Mestre! Mestre! - prossegue ela gritando. A sua insistência desafia o silêncio.
Os apóstolos tornam a pedir a Jesus que a despeça, que a mande embora. Ela os
incomoda, perturba, mas eles não desejam tomar atitude alguma. Aguardam que o líder o
faça.
Ele se detém e Sua voz soa enérgica, embora doce e piedosa:
Eu não fui enviado senão às ovelhas perdidas da casa de Israel.
Seria ela uma das ovelhas?
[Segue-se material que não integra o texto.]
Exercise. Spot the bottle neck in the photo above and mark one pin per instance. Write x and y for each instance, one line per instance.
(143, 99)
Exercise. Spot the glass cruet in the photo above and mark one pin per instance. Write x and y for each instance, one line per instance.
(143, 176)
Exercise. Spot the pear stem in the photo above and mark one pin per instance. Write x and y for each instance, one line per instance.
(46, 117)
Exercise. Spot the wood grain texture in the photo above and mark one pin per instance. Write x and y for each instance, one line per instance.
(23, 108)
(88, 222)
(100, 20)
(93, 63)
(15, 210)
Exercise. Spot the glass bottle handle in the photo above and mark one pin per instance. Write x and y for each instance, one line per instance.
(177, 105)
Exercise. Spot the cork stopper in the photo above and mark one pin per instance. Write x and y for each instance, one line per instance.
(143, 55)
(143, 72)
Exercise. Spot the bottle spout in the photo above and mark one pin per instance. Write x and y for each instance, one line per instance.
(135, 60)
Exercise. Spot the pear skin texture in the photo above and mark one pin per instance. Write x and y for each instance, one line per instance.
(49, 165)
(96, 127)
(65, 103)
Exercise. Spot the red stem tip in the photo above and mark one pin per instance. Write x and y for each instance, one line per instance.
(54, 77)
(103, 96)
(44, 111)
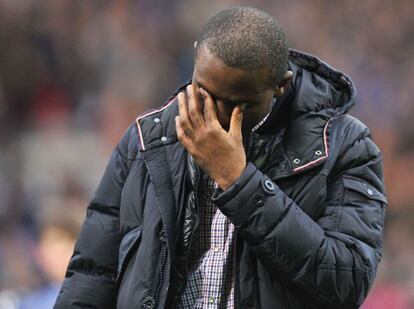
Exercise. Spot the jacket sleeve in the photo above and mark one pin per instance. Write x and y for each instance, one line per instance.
(332, 259)
(89, 281)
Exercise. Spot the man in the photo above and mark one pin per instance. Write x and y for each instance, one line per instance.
(250, 188)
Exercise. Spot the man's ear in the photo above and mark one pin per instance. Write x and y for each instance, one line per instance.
(280, 90)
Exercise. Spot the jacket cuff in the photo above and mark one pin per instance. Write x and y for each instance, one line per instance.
(245, 196)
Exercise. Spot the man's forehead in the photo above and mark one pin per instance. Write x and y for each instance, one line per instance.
(211, 72)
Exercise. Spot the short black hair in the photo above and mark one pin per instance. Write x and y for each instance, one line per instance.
(247, 38)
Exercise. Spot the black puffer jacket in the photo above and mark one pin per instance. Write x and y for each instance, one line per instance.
(308, 209)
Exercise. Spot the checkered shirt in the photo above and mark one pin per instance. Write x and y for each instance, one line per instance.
(210, 281)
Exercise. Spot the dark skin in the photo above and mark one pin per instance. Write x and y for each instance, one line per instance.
(220, 102)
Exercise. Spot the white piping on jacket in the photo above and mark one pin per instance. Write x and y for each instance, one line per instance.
(148, 114)
(325, 140)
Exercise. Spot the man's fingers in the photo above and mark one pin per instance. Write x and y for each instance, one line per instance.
(210, 113)
(236, 121)
(183, 110)
(194, 108)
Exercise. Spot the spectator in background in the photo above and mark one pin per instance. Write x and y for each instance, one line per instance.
(57, 235)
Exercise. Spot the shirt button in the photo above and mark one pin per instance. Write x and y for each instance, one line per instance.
(269, 185)
(259, 199)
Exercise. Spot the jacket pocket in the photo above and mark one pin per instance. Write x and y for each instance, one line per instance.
(129, 243)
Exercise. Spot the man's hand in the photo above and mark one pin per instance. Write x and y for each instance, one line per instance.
(218, 152)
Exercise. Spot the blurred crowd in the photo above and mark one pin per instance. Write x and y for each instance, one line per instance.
(74, 74)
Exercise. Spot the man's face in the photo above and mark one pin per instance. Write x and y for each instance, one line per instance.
(231, 86)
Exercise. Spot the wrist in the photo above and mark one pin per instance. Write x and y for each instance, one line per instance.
(226, 181)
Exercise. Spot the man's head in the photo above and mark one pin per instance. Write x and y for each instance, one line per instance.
(241, 57)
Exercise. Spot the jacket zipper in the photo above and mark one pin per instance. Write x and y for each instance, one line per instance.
(161, 271)
(247, 144)
(196, 223)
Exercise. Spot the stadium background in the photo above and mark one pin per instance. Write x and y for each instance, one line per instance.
(74, 74)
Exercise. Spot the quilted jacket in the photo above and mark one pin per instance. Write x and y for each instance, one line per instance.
(308, 209)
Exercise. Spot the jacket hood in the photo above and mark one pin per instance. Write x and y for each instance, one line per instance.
(319, 86)
(316, 95)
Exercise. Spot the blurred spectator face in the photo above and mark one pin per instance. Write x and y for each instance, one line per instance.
(54, 251)
(230, 87)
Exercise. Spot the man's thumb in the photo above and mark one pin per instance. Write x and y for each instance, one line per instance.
(236, 120)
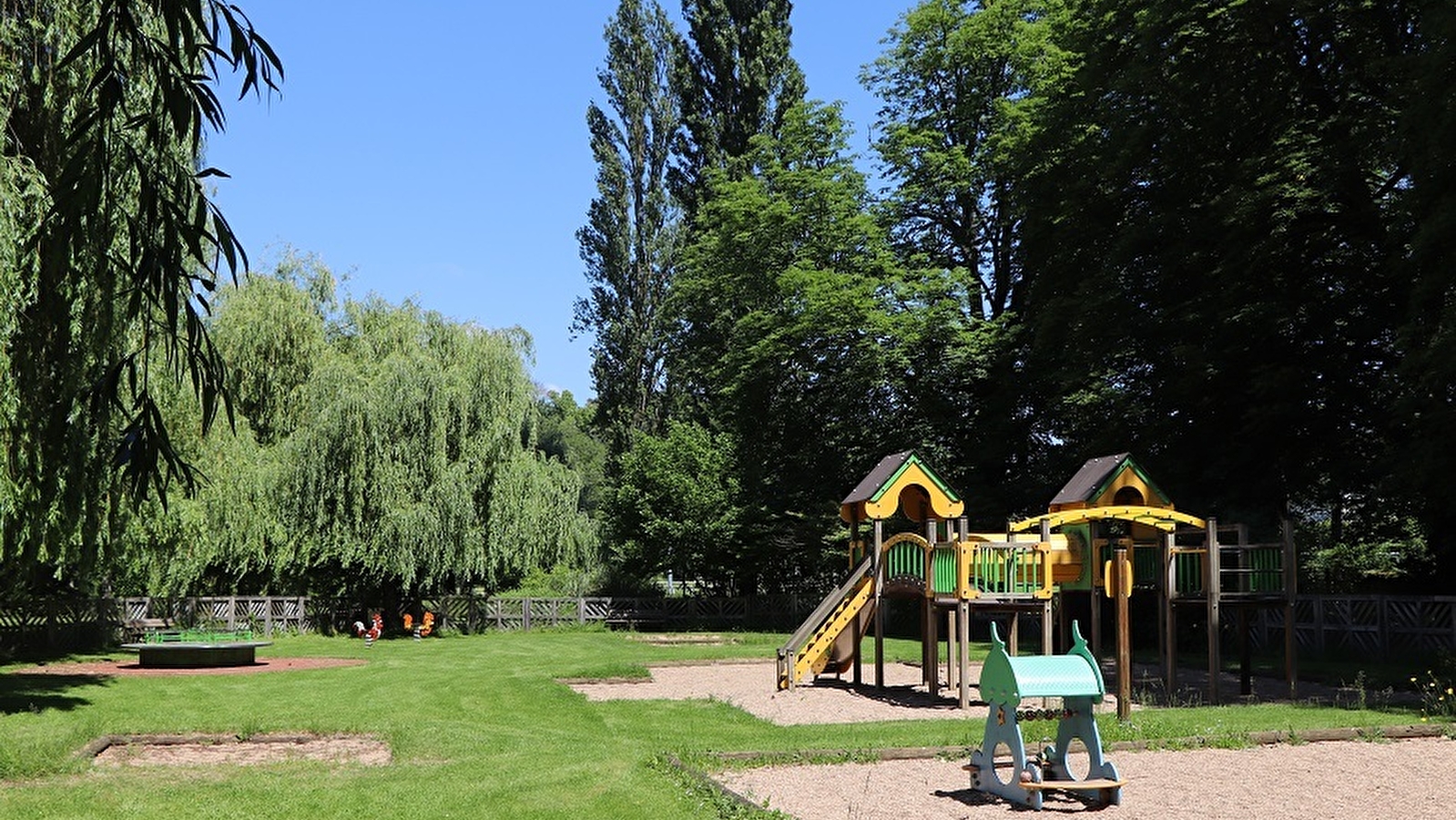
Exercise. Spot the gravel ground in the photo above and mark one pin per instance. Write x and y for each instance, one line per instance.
(1410, 780)
(751, 688)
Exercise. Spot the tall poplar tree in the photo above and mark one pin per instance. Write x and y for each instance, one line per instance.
(631, 241)
(734, 77)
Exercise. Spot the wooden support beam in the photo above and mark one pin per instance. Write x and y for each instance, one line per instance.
(1122, 590)
(962, 630)
(1290, 595)
(880, 610)
(1210, 588)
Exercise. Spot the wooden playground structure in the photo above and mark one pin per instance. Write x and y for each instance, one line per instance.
(1108, 532)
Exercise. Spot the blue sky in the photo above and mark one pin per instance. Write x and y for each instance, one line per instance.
(439, 152)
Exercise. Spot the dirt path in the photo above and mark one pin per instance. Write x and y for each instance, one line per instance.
(1409, 780)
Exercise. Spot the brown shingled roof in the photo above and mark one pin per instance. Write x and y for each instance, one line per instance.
(1089, 478)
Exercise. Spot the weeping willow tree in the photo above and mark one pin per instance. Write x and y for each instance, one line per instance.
(381, 450)
(109, 250)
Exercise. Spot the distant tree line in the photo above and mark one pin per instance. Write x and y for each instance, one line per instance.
(1213, 233)
(1217, 235)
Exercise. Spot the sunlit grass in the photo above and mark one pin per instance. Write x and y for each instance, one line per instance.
(479, 727)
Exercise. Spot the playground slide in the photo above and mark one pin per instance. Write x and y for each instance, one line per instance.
(824, 640)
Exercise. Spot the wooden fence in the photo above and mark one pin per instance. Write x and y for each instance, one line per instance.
(1324, 625)
(65, 625)
(1363, 625)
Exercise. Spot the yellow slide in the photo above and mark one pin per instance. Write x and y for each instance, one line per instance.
(824, 640)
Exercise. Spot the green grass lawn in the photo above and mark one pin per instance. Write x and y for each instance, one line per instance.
(478, 729)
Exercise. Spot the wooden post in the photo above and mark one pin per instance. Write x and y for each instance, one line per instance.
(858, 625)
(1210, 588)
(1169, 616)
(880, 610)
(929, 641)
(1095, 615)
(1125, 642)
(1245, 652)
(1290, 595)
(1045, 627)
(951, 682)
(1162, 595)
(962, 630)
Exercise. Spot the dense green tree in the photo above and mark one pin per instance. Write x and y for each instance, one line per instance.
(632, 238)
(957, 82)
(1426, 446)
(677, 508)
(566, 435)
(401, 457)
(417, 466)
(736, 79)
(111, 252)
(1212, 210)
(960, 83)
(788, 341)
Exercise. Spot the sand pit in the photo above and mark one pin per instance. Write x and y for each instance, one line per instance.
(1409, 778)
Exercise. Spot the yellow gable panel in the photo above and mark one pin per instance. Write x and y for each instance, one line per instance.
(925, 500)
(1129, 478)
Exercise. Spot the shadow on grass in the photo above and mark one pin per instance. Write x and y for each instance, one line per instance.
(31, 692)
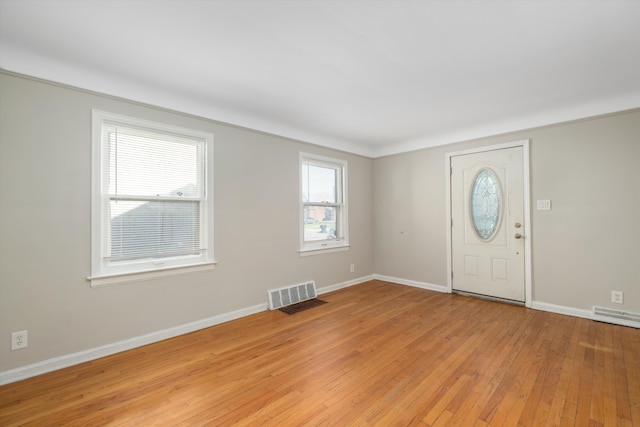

Ou desejaria ainda uma vez demover os corações dos
discípulos à piedade? Agora que Ele se deteve, ela se arroja a Seus pés, beija-lhe a orla da
túnica e insiste, num grande pranto:
Senhor! Socorre-me.
Mentalmente, ela recua no tempo. A desventura de há muito lhe tomara a felicidade, o
esposo, os amigos. Sua filha era o único tesouro, fortuna pela qual ela lutaria o quanto se
fizesse necessário.
Não é justo, diz Jesus, pegar no pão dos filhos e deitá-lo aos cachorrinhos.
A mensagem é mais dirigida àqueles que O seguem de perto. Cães eram denominados
os que não participavam do povo israelita. A imagem é amenizada pelo diminutivo, na
frase do Nazareno.
O pão simbolizava o favor que a cananéia vinha implorando com tanta insistência.
Ela não se dá por vencida. Irá até aos confins da Terra para conseguir o que intenta.
Sua filha precisa das graças Daquele homem. E responde com uma lógica admirável, com
uma surpreendente agudeza de espírito:
Decerto, Senhor; mas também os cachorrinhos comem das migalhas que caem da
mesa dos filhos.
Ele desejara lecionar aos discípulos o poder da humildade. Exultante com a firmeza
da mulher, com sua persistência, não lhe pergunta acerca da raça, nem da crença, não lhe
censura o alarido. Antes, Se expressa com amor:
Mulher! Grande é a tua fé. Seja isso feito para contigo, como tu desejas.
A mulher, confiante, se vai, para encontrar refeita, em pleno gozo de saúde, a filha
amada.
E, enquanto o grupo prossegue sua viagem, na direção de Sídon, o sol brilhando sobre
o mar, as sementes da esperança que o Rabi depositara naquele coração se haveriam de
transformar em lâmpada radiosa que a clarearia intimamente a vida inteira.
Os tempos empós, vezes multiplicadas, viriam narrar a história da mulher corajosa, de
resposta engenhosa, plena de amor que não teme se humilhar, rogar, suplicar, contanto que
sua filha possa viver em felicidade, livre das tormentas do espírito infeliz que a tomara.
É um exemplo de fé, de humilde e de desvelado amor materno.